Ensure transform (and specifically logged_transform) is processed.

# configure.py (snippet)
import configs.transform_config # Has logged_transform
import configs.loggers_config   # Defines logger configs
# ...
# If you are also running quickstart's default_transform, keep its dummy input logic
# Path("data/raw/input.csv").parent.mkdir(parents=True, exist_ok=True) 
# pd.DataFrame({'id': [1,2], 'value': [10,20]}).to_csv(Path("data/raw/input.csv"), index=False)
# os.system(f"dvc add data/raw/input.csv")

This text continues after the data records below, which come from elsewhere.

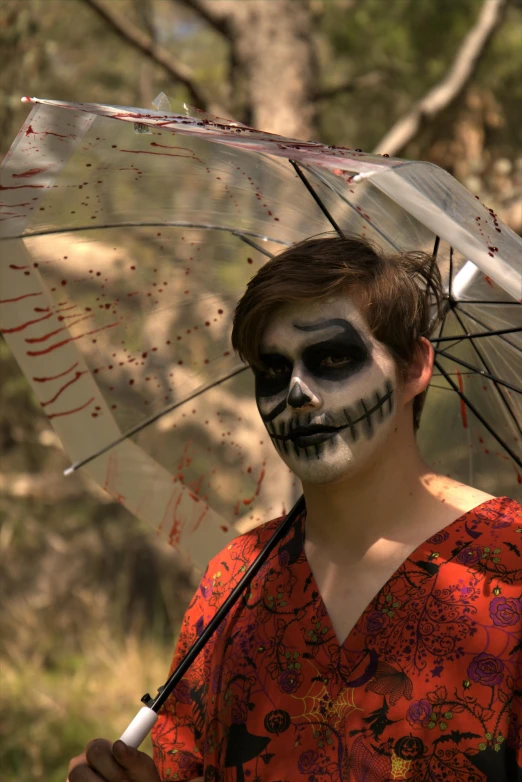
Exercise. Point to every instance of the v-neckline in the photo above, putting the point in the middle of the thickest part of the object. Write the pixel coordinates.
(415, 554)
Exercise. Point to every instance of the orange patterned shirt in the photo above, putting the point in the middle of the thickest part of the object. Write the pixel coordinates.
(427, 686)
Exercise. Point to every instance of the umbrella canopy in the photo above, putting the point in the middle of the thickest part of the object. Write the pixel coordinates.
(128, 236)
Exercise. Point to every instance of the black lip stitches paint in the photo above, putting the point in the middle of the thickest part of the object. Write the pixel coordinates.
(325, 389)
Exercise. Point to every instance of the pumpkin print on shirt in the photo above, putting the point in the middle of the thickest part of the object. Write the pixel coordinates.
(426, 687)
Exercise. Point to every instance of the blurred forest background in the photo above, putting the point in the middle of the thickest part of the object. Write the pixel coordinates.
(91, 602)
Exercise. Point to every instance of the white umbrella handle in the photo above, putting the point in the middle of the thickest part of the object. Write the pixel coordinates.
(139, 728)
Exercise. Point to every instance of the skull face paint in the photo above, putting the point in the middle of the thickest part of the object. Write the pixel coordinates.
(326, 390)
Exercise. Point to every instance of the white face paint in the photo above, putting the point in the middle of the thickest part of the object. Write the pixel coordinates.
(327, 395)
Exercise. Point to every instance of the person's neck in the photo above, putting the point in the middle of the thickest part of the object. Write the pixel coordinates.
(344, 520)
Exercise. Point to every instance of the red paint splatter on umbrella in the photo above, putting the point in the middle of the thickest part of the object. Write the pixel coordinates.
(69, 412)
(30, 173)
(463, 411)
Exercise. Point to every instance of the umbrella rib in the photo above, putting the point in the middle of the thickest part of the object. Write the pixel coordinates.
(478, 335)
(173, 223)
(484, 325)
(316, 198)
(352, 207)
(150, 420)
(485, 301)
(480, 417)
(477, 371)
(255, 246)
(485, 364)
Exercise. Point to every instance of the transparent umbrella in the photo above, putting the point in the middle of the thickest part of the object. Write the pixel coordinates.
(128, 236)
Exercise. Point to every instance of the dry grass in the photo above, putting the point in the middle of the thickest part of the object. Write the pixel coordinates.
(49, 715)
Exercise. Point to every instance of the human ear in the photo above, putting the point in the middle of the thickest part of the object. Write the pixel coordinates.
(420, 370)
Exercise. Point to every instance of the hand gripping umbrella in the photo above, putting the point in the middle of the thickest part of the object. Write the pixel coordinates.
(127, 237)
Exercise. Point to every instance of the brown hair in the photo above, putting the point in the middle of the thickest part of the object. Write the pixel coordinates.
(401, 294)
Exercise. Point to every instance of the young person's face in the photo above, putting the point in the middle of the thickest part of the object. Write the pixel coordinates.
(327, 395)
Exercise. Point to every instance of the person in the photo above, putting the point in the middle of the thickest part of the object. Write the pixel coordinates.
(382, 639)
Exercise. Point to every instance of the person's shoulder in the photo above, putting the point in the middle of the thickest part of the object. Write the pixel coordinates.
(243, 549)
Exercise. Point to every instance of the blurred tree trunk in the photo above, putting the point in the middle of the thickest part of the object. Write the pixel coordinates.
(272, 50)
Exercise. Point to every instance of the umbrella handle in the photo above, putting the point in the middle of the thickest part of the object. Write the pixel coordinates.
(146, 718)
(139, 728)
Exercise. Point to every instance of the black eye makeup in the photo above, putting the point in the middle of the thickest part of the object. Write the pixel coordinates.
(334, 359)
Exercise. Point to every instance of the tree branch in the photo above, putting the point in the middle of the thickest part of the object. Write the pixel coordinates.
(132, 35)
(220, 19)
(452, 85)
(364, 81)
(219, 23)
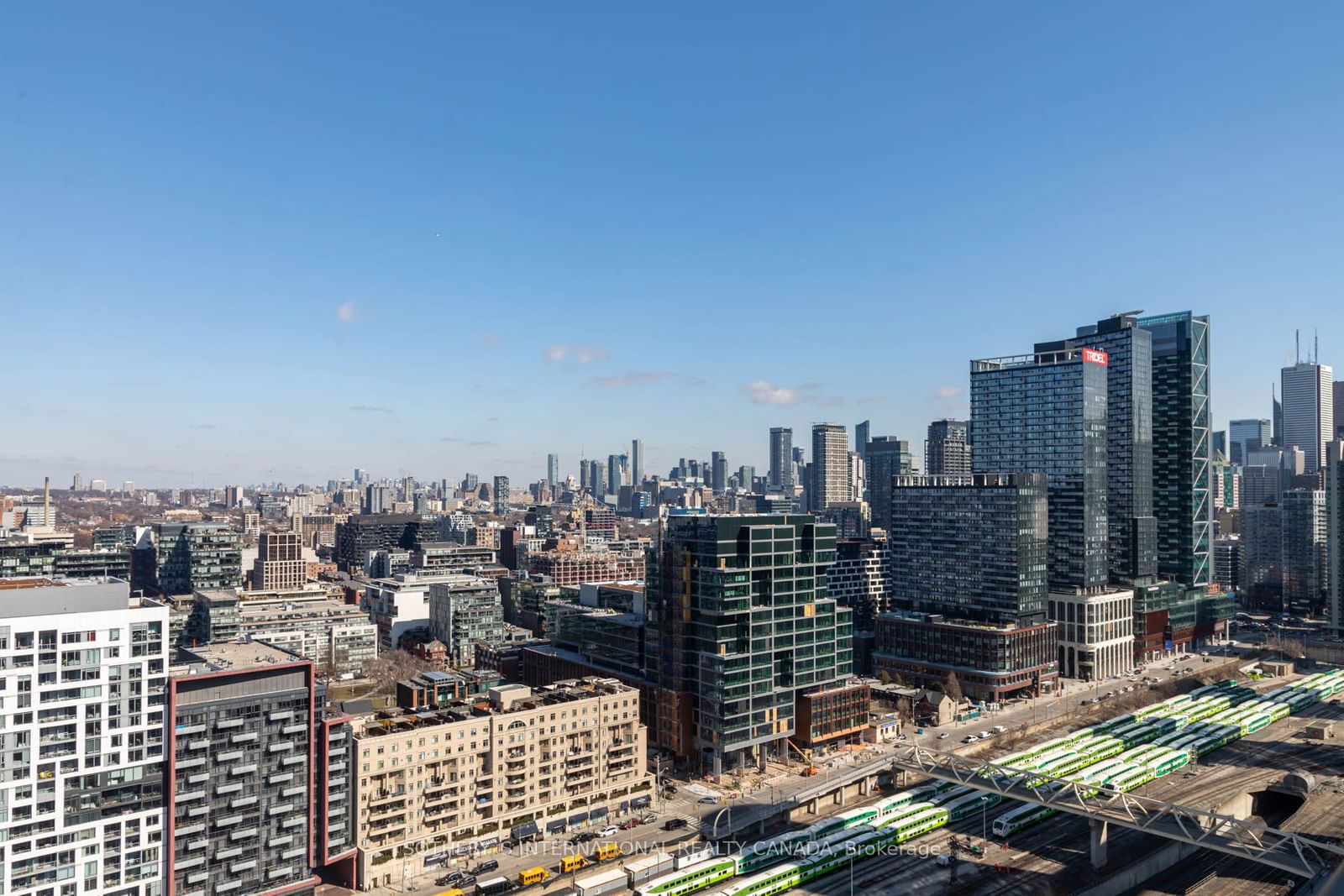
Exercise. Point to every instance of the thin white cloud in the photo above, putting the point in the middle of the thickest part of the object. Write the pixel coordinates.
(470, 443)
(577, 354)
(629, 378)
(766, 392)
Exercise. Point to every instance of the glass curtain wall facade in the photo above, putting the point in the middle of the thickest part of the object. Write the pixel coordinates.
(739, 625)
(1132, 528)
(1046, 412)
(1182, 445)
(972, 547)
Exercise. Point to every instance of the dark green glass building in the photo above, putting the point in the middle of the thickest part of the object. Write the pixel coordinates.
(1182, 446)
(739, 629)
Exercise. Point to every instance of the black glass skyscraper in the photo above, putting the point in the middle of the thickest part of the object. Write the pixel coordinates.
(1182, 445)
(948, 448)
(887, 457)
(972, 547)
(1046, 412)
(1132, 528)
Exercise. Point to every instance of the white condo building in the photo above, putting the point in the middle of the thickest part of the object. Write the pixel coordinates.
(1308, 410)
(82, 676)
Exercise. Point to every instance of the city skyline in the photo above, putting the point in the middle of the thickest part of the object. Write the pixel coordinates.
(360, 223)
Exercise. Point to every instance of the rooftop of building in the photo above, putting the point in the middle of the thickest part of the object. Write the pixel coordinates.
(218, 597)
(937, 618)
(501, 700)
(1037, 359)
(51, 595)
(239, 654)
(413, 578)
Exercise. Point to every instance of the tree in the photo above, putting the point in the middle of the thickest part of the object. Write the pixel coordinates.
(391, 667)
(953, 688)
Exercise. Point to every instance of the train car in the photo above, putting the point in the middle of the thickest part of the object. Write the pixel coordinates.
(694, 878)
(862, 815)
(1112, 725)
(1129, 779)
(1101, 770)
(1171, 762)
(1026, 815)
(918, 824)
(951, 795)
(1254, 723)
(1104, 747)
(972, 804)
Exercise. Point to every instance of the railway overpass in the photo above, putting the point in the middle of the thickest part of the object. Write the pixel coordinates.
(1294, 853)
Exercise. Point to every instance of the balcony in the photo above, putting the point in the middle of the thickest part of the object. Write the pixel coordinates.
(387, 812)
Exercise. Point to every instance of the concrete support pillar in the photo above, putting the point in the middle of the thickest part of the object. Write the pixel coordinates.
(1100, 833)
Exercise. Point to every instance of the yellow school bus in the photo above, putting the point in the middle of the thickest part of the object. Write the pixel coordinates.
(533, 876)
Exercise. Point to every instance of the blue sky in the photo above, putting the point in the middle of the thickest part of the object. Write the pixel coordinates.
(259, 242)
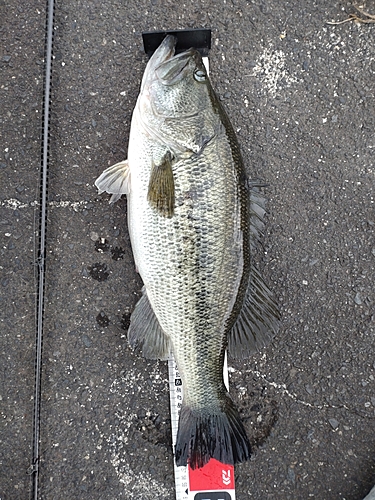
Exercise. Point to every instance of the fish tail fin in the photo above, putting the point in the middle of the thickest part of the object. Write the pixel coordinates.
(219, 434)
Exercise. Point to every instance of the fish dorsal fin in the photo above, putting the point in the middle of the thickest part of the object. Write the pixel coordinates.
(161, 187)
(145, 334)
(258, 320)
(115, 180)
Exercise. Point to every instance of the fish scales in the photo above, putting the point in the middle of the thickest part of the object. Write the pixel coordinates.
(189, 208)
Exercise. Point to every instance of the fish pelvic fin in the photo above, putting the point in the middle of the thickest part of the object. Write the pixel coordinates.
(203, 435)
(161, 193)
(145, 335)
(115, 180)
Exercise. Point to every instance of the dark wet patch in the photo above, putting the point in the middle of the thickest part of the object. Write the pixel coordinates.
(98, 271)
(125, 321)
(117, 253)
(102, 319)
(102, 245)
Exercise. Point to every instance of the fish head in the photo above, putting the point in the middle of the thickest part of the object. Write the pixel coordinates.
(175, 97)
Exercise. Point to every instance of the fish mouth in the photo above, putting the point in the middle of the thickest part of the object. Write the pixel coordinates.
(167, 67)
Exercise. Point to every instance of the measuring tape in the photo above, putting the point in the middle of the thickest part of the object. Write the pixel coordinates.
(214, 481)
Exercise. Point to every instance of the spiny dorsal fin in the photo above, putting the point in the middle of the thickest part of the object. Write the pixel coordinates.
(115, 180)
(161, 187)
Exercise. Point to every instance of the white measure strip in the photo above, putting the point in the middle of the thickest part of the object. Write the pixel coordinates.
(176, 395)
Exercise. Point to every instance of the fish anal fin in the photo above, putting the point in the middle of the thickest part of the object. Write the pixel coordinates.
(258, 320)
(115, 180)
(145, 334)
(161, 194)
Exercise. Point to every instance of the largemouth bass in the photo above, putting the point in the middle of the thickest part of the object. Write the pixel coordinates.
(193, 219)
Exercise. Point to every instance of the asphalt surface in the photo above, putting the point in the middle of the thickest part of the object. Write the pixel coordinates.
(300, 93)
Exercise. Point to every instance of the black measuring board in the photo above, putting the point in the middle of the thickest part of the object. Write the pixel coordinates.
(197, 38)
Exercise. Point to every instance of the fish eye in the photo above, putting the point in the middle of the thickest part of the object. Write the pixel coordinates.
(200, 75)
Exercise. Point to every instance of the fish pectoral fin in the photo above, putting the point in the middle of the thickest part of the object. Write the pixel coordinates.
(115, 180)
(161, 187)
(258, 320)
(145, 334)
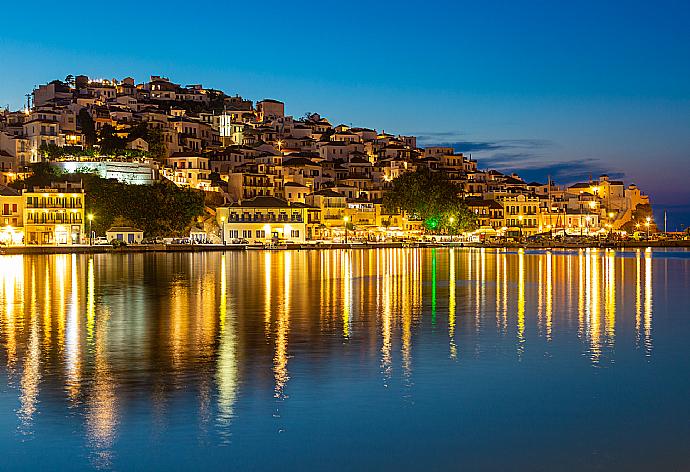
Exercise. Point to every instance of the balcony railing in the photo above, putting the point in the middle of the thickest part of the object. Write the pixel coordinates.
(264, 219)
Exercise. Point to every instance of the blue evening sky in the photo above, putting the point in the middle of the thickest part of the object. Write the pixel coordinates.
(566, 89)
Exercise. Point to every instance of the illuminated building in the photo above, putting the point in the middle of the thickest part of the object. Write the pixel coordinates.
(54, 216)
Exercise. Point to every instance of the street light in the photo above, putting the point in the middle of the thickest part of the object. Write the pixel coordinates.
(222, 229)
(90, 217)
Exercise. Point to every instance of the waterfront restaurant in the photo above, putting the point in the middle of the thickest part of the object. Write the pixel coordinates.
(54, 216)
(268, 219)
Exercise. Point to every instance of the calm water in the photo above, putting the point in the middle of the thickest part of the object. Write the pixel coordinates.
(396, 359)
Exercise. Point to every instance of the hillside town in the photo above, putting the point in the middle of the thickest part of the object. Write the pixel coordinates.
(267, 177)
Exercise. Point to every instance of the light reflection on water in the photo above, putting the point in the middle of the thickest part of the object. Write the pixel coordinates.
(100, 343)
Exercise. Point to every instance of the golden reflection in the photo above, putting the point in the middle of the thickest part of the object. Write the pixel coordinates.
(90, 302)
(582, 262)
(280, 359)
(31, 377)
(347, 293)
(406, 313)
(521, 302)
(13, 281)
(102, 402)
(610, 297)
(267, 292)
(209, 326)
(648, 301)
(384, 301)
(72, 339)
(638, 296)
(549, 295)
(593, 304)
(451, 305)
(227, 369)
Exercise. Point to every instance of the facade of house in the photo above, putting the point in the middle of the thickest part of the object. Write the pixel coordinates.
(268, 219)
(126, 234)
(54, 216)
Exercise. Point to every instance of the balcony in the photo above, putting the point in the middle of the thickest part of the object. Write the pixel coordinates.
(265, 219)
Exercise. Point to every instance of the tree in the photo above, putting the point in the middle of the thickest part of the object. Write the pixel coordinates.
(87, 127)
(43, 175)
(430, 197)
(110, 142)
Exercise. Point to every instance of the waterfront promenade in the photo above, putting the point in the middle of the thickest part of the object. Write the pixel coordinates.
(174, 248)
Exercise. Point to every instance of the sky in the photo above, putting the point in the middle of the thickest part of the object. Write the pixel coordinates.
(560, 89)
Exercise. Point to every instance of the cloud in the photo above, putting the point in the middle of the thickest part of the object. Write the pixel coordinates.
(532, 159)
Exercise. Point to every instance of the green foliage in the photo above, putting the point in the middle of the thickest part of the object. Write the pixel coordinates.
(162, 209)
(110, 143)
(88, 129)
(43, 175)
(429, 196)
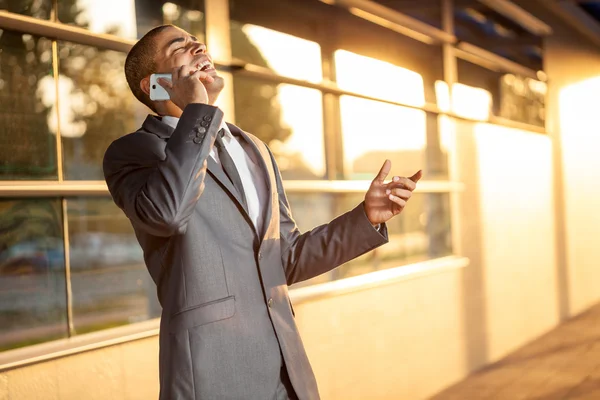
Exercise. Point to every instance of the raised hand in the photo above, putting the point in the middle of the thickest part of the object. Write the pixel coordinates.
(385, 200)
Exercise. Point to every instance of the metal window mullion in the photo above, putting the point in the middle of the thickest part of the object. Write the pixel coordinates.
(60, 173)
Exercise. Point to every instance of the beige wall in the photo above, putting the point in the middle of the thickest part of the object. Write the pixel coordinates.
(122, 372)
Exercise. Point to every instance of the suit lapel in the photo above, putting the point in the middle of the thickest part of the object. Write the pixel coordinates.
(155, 125)
(218, 174)
(264, 161)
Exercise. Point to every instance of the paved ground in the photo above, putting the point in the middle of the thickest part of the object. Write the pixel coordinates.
(562, 365)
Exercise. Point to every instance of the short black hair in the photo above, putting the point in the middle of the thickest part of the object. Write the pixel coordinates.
(140, 63)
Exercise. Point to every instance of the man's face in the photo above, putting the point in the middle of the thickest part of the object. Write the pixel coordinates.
(175, 47)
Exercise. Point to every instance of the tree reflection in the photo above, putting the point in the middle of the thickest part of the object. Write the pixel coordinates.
(27, 150)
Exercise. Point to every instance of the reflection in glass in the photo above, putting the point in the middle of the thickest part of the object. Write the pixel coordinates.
(186, 14)
(289, 119)
(420, 232)
(379, 79)
(115, 17)
(32, 273)
(27, 92)
(96, 107)
(373, 131)
(32, 8)
(110, 283)
(284, 54)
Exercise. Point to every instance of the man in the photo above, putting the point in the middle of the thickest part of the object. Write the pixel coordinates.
(208, 208)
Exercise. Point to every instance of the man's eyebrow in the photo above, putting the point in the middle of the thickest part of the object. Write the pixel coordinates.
(173, 41)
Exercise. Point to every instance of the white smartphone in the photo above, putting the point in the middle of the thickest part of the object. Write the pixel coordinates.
(157, 92)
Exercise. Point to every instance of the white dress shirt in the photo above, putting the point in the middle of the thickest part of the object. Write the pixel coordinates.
(252, 176)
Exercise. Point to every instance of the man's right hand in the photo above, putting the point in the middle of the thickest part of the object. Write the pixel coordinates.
(186, 87)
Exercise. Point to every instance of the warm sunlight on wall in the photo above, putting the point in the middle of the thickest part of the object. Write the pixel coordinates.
(285, 54)
(372, 77)
(102, 18)
(471, 102)
(306, 140)
(579, 114)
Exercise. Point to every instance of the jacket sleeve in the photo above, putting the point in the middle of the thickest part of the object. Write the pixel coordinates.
(309, 254)
(156, 182)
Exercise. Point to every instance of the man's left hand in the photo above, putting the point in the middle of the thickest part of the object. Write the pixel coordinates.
(385, 200)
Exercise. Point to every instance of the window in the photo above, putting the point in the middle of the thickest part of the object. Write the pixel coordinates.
(32, 272)
(131, 19)
(511, 96)
(27, 114)
(32, 8)
(96, 107)
(109, 280)
(478, 24)
(289, 119)
(427, 11)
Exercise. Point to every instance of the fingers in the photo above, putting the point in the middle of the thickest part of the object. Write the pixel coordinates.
(415, 178)
(402, 182)
(384, 171)
(202, 76)
(165, 83)
(404, 194)
(397, 200)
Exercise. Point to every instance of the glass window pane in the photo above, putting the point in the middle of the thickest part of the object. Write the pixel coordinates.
(186, 14)
(421, 232)
(385, 81)
(277, 114)
(513, 97)
(373, 132)
(96, 107)
(285, 39)
(131, 19)
(284, 54)
(109, 280)
(27, 107)
(427, 11)
(408, 61)
(476, 23)
(32, 272)
(32, 8)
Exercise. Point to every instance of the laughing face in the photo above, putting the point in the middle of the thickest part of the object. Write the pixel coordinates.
(175, 47)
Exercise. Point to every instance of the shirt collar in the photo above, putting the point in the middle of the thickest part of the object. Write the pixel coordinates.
(173, 121)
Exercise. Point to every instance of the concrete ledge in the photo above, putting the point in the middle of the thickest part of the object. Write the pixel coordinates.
(378, 278)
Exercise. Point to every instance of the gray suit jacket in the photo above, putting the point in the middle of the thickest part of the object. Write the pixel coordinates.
(227, 323)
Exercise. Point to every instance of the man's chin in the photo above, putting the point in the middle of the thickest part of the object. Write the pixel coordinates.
(217, 85)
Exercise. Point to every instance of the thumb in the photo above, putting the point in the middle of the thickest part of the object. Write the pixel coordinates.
(416, 177)
(384, 171)
(165, 83)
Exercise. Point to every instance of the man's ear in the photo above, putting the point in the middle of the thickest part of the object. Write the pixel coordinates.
(145, 85)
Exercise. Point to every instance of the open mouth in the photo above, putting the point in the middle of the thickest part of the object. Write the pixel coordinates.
(205, 66)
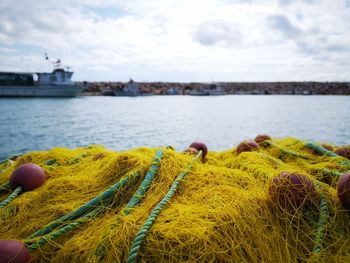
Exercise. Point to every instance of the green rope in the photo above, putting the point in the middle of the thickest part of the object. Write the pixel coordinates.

STAGE_GROUPS = ["transform"] # This will pick up all configs in the 'transform' group
# ...

Run Configuration:
```
python configure.py
```

Inspect dvc.yaml: Look at the entry for transform/logged_transform:

stages:
  transform/logged_transform:
    cmd: python -m my_project.run_hydra_stage -cd artifacts/transform -cn logged_transform hydra.run.dir='artifacts/transform/logged_transform'
    deps:
    - data/raw/input.csv
    outs:
    # Output from transform_data itself
    - artifacts/transform/logged_transform/data/processed/output_with_logging.csv
    # Output from the composed logger!
    - artifacts/transform/logged_transform/logs/stage_execution.log 
    params:
    - artifacts/transform/logged_transform.yaml

ZenDag’s configure_pipeline calls OmegaConf.resolve(cfg) on the fully composed configuration for transform/logged_transform. This composed config includes the logger node (because of hydra_defaults), which itself contains log_file_path_str=outs_path("logs/stage_execution.log"). The outs: resolver is triggered, and the log file path is added to the outs for the transform/logged_transform DVC stage.

Running the Stage

When you run dvc exp run transform/logged_transform (or dvc exp run if it’s the only changed part):

Hydra will instantiate the logger part of its config, calling setup_stage_file_logger.
The (mock) setup_stage_file_logger will print its message. Because its log_file_path_str used outs_path, DVC now tracks this log file.
The transform_data function will run. Its own log = logging.getLogger(__name__) statements would go to the logger configured by setup_stage_file_logger if it configured the root logger or a relevant parent.
The file artifacts/transform/logged_transform/logs/stage_execution.log will be created (even if it’s just empty or with minimal content in this mock, DVC tracks its existence as an output).

Benefits

Reusability: Define logger (or trainer, optimizer, etc.) configs once, use them in many stages.
Separation of Concerns: Stage logic doesn’t need to be cluttered with detailed setup for common components.
Dynamic Outputs: ZenDag automatically picks up DVC outputs (outs_path) declared deep within composed configuration structures.
Flexibility: Easily swap out components by changing the hydra_defaults (e.g., switch to verbose_file_logger).

Conclusion

Hydra’s composition, combined with ZenDag’s deps_path and outs_path discovery, allows for building sophisticated and modular MLOps pipelines where even common components can have their outputs tracked by DVC without manual duplication in the dvc.yaml. This leads to cleaner, more maintainable, and highly reproducible workflows.